Promoting consumers’ green consumption is an important way to drive the low-carbon transition on the demand side and achieve sustainable development. Existing research mainly compares the persuasive effects of AI and human recommenders, with limited attention to how different types of AI recommenders and algorithmic matching frames can collaboratively promote online green purchasing. Through two studies, this work examines the impact of AI recommender types (thinking vs. feeling) and algorithmic matching frames (item-oriented vs. user-oriented) on online green purchasing intentions and their psychological mechanisms. The results indicate that there is a significant interaction effect; combining thinking AI with an item-oriented frame is more effective in enhancing purchasing intentions, while combining feeling AI with a user-oriented frame is even more effective.
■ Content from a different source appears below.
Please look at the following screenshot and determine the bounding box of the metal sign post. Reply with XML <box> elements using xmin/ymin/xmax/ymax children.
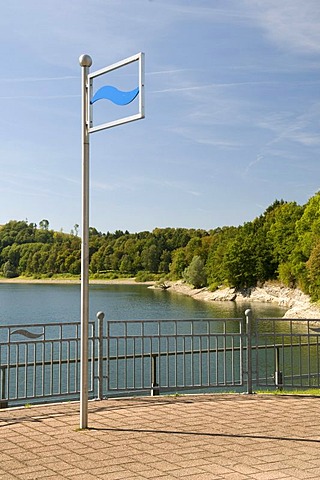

Furthermore, in the thinking AI context, the item-oriented frame enhances purchasing intentions by increasing perceived product efficacy; in the feeling AI context, the user-oriented frame functions by enhancing perceived social identification. This work reveals the interaction between AI recommender types and algorithmic matching frames, as well as their differentiated psychological mechanisms. It expands the application of Schema Congruity Theory in AI-driven green consumption contexts and provides practical insights for digital platforms to develop AI recommendation and information intervention strategies.